Nearly a century and a half after Abraham Lincoln strode to the podium at Cooper Union’s Great Hall, two men from opposite sides of the aisle will meet there Wednesday at a “Lincoln-inspired event” to discuss the state of political culture.
A former speaker of the House, Newt Gingrich, and Governor Cuomo are likely to agree on issues such as the need for serious discussion to be part of the upcoming presidential campaign. On issues such as the role of government in solving problems, though, they are likely to differ.
“I think we are capable of disagreeing without being disagreeable,” Mr. Cuomo told The New York Sun.
Others who have spoken in the Great Hall include Presidents Grant, Cleveland, and Taft, and key addresses have been delivered there at the inception of the NAACP, the women’s suffrage movement, and the American Red Cross.
Mr. Cuomo said he was discouraged that the first presidential primaries had been so closely grouped together. Mr. Cuomo also said too much attention has been given to the 2008 contenders’ race, gender, and charisma. He pointed to the tabloid headlines last week regarding a flap between Senators Clinton and Obama. “How useful is that consumption of space?” he asked, saying the American people badly need a higher level of debate.

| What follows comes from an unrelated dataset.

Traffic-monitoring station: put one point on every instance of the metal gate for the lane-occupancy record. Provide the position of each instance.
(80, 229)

Mr. Gingrich likewise said he believes there has been too little attention to pressing issues. “Campaigns nowadays just don’t seem to have substance,” Mr. Gingrich said in a brief video message about the event on his Web site, Newt.org. Dissatisfied with what he described as a reliance on maneuvering and consultants, he said the campaigns were “not looking at what America needs.”
Messrs. Cuomo and Gingrich said they want candidates to delve into detail on issues, “not 12 people standing in a room, each giving you a 20-second answer on Iraq,” Mr. Gingrich said in the video.
Harold Holzer, who will introduce the program at the free event, said that although politicians have been blamed, voters and audiences are partly to blame for not demanding more.
He offered an example of a time when they did demand more: After Lincoln’s long speech in 1860, in which the future 16th president argued that the Founding Fathers believed that federal government had the right to control the spread of slavery, the audience clamored for more speeches.
Lincoln had passed his audition, so to speak, before an Eastern audience. Mr. Holzer referred to it as the Kander and Ebb theory of politics: “If you can make it here, you’ll make it anywhere.”
After a celebratory dinner following his speech at Cooper Union, Lincoln read two sets of proofs that night at the New York Tribune. It helped launch his national career.
Mr. Holzer said Messrs. Cuomo and Gingrich likewise had the stamina, ideas, and projection of voice to have been capable of being political candidates in the 19th century. (He said it was unlikely that Presidents Clinton and Bush could have been heard in the 19th century.)